11) Internals
In this tutorial, you will learn how to use internals within experiments
for
WRF, a free and open-source
application for atmospheric research and operational forecasting applications.
This tutorial builds off of concepts introduced in previous tutorials. Please make sure you review those before starting with this tutorial’s content.
Create a Workspace
To begin with, you need a workspace to configure the experiments. This can be created with the following command:
$ ramble workspace create internals_wrf
Activate the Workspace
Several of Ramble’s commands require an activated workspace to function properly. Activate the newly created workspace using the following command: (NOTE: you only need to run this if you do not currently have the workspace active).

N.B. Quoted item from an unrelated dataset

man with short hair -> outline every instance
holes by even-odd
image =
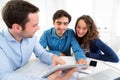
[[[80,48],[75,33],[68,28],[71,16],[65,10],[57,10],[53,15],[54,27],[44,31],[39,43],[58,56],[71,56],[71,48],[78,64],[86,63],[86,56]]]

$ ramble workspace activate internals_wrf
Configure Experiment Definitions
To being with, you need to configure the workspace. The workspace’s root
location can be seen under the Location output of:
$ ramble workspace info
Alternatively, the files can be edited directly with:
$ ramble workspace edit
Within the ramble.yaml file, write the following contents, which is the
final configuration from a previous tutorial.

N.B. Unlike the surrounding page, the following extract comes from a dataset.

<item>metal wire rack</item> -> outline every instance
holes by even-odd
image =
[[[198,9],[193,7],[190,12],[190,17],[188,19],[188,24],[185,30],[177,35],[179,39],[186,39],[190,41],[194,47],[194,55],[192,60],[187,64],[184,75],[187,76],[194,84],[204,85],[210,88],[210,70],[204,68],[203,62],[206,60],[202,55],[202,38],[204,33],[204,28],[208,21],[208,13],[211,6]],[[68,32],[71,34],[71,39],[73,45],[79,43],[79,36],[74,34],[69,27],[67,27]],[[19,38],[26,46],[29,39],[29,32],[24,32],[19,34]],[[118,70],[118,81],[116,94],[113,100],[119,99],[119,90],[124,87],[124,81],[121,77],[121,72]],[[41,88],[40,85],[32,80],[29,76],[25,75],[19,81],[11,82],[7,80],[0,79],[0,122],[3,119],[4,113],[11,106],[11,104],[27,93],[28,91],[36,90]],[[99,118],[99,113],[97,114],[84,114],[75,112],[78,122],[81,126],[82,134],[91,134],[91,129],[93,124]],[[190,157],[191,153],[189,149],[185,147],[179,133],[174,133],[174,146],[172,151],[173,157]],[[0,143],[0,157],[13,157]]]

NOTE: This workspace utilizes the spack package manager. As a result, it
requires spack is installed and available in your path. Modifications to
the package_manager variant will change this behavior.

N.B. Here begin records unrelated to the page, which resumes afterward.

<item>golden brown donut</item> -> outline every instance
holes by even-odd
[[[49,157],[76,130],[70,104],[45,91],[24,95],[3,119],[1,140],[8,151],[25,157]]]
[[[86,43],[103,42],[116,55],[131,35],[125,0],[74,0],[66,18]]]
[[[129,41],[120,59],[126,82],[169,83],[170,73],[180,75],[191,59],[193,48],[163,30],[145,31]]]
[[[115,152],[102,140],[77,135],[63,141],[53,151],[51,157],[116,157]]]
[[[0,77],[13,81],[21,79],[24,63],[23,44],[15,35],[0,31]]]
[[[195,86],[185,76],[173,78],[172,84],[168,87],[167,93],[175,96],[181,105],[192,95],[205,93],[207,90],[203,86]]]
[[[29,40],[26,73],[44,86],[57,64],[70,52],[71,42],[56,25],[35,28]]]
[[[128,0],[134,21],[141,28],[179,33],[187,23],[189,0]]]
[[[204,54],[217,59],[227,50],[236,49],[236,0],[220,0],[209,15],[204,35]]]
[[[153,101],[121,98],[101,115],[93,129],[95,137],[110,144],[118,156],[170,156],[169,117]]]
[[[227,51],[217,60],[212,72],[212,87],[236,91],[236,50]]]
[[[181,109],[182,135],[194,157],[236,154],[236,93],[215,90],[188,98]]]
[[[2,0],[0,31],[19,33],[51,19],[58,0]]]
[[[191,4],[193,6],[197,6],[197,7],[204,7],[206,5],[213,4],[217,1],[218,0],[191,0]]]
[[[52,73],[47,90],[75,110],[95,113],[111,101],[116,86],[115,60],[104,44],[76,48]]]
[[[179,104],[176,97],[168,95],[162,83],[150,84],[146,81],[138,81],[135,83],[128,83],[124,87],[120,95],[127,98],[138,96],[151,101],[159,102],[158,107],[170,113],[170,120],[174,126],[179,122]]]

# Copyright 2022-2025 The Ramble Authors
# Licensed under the Apache License, Version 2.0 <LICENSE-APACHE or
# https://www.apache.org/licenses/LICENSE-2.0> or the MIT license
# <LICENSE-MIT or https://opensource.org/licenses/MIT>, at your
# option. This file may not be copied, modified, or distributed
# except according to those terms.
ramble:
variants:
package_manager: spack
env_vars:
set:
OMP_NUM_THREADS: '{n_threads}'
variables:
processes_per_node: 16
n_ranks: '{processes_per_node}*{n_nodes}'
batch_submit: '{execute_experiment}'
mpi_command: mpirun -n {n_ranks}
applications:
wrfv4:
workloads:
CONUS_12km:
experiments:
scaling_{n_nodes}:
variables:
n_nodes: [1, 2]
software:
packages:
gcc9:
pkg_spec: gcc@9.4.0
intel-mpi:
pkg_spec: intel-oneapi-mpi@2021.11.0
compiler: gcc9
wrfv4:
pkg_spec: wrf@4.2 build_type=dm+sm compile_type=em_real nesting=basic ~chem
~pnetcdf
compiler: gcc9
environments:
wrfv4:
packages:
- intel-mpi
- wrfv4
The above configuration will execute 2 experiments, comprising a basic scaling study on 2 different sets of nodes. This is primarily defined by the use of vector experiments, which are documented in the vector logic portion of the workspace configuration file documentation. Vector experiments were also introduced in the vector and matrix tutorial.
Experiment Internals
In Ramble, the concept of internals allows a user to override some aspects
of a workload within the workspace configuration file. More information about
internals can be seen at Controlling Internals.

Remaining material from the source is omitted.